I pressed in on myself trying to be more compact. At one point in the flight his elbow was about halfway into my seat, and I was trying to just be fine with it. I was going to be Polly Pocket if I needed to be.
And then I wondered why. Why was I doing this? Why was I shrinking?! I paid for my seat on this plane, and I should get to fill it! So, I stopped. I stopped trying to compress myself and become invisible. I am a person. I matter. I get to take up space. I let myself relax into my body, into my seat. I turned my light on (you know – that inner glow that says, “I am here! You are allowed to see me.”) and became present… And you know what? That man gave me my space. (Side note: He was not trying to be rude. Honestly. I think some people are just used to taking up space. Others have spent so much time trying to slip through the cracks. I did not verbally ask him to move or physically move him. I just decided to take up space.)

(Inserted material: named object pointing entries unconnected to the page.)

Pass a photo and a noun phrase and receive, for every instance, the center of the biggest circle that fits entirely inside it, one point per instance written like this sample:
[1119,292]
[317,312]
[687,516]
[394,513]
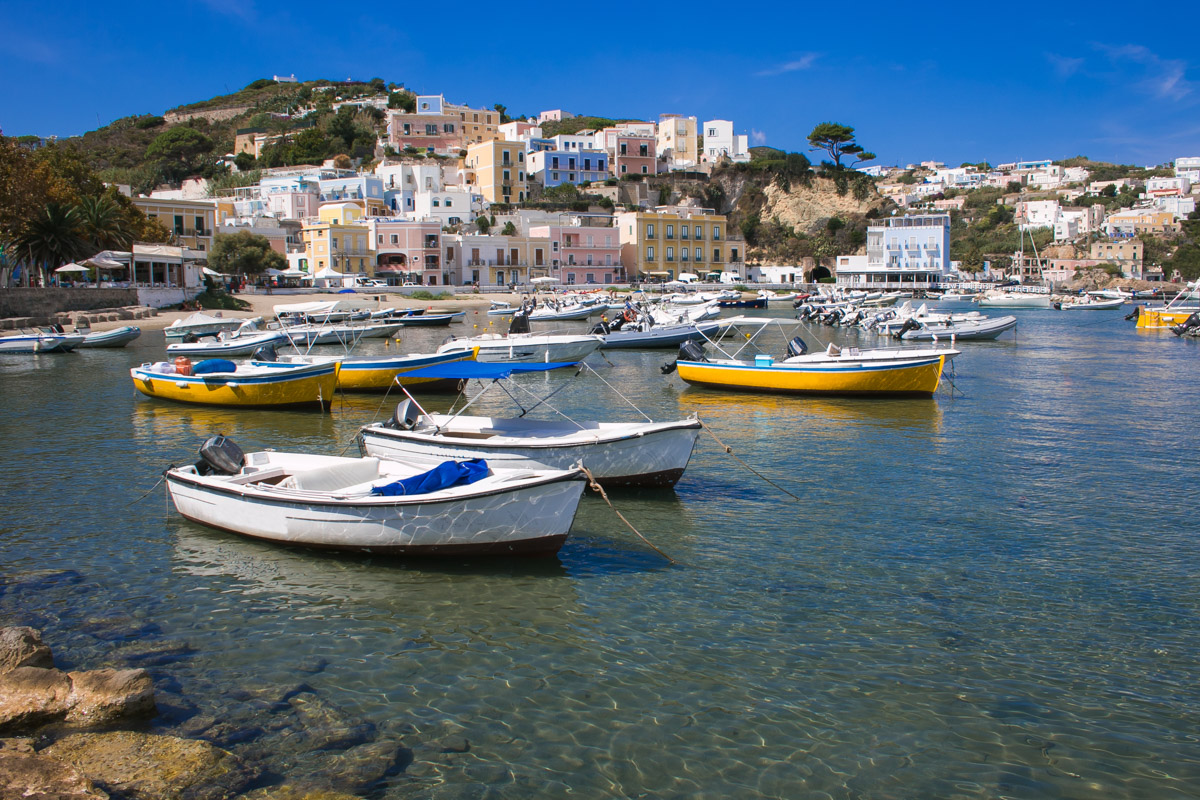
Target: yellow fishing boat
[219,382]
[833,371]
[1176,312]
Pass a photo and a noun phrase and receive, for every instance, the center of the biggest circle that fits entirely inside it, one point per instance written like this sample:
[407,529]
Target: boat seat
[334,476]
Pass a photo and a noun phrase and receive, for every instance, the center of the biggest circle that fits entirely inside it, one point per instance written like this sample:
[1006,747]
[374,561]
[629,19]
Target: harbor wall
[45,304]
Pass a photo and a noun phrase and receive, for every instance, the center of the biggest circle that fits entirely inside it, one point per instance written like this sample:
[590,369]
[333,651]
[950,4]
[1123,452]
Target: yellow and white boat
[833,371]
[219,382]
[1176,312]
[367,373]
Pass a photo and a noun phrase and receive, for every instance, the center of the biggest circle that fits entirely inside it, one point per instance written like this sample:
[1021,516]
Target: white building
[1188,168]
[720,142]
[909,252]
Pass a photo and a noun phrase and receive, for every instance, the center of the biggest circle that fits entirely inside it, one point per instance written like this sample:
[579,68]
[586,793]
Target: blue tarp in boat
[460,370]
[210,366]
[443,476]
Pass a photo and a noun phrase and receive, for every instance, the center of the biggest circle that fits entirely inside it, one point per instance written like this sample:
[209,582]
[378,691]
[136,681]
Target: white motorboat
[226,344]
[520,346]
[643,334]
[202,324]
[553,312]
[1091,302]
[558,348]
[936,330]
[40,342]
[1002,299]
[113,338]
[617,453]
[377,505]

This turned on a light bulb in my head about all the other areas of my life where I try to make myself smaller. I get so caught up in making other people comfortable (the curse of a people pleaser) that I can forget to take up room in my own life. Well, I am done. I am here. I am ready to start taking up space. I don’t mean being bigger than everyone else. I don’t mean being unkind. I don’t mean being self-important. I mean being myself even if others don’t like it. Sharing what I have to give with the world. Showing up for my life and living each day like I mean it.
We all have the ability, the right, and the responsibility. There is only one you. Please take up the space that is meant just for you. If you do, people are going to take notice and let you have it. You are a person. You matter. You get to take up space.
Yes! You matter. You get to take up space. I matter. I get to take up space. We all have a unique purpose and path here on this earth. The world needs you to step up and play the role written for you.
Recently, my light has been off, my curtains have been drawn, and there has been a do not disturb sign on the door. I made myself so small I would fit in Polly’s pocket. It’s uncomfortable. And it’s a sad life to choose. So, I’ve decided I am done choosing it.
It might take a couple tries, but I’m going to give it all I have. Light turned on. Heart open. Here I am, world. I’m ready to take up that Joanna sized space that was made just for me.
What about you? Are you taking up enough space?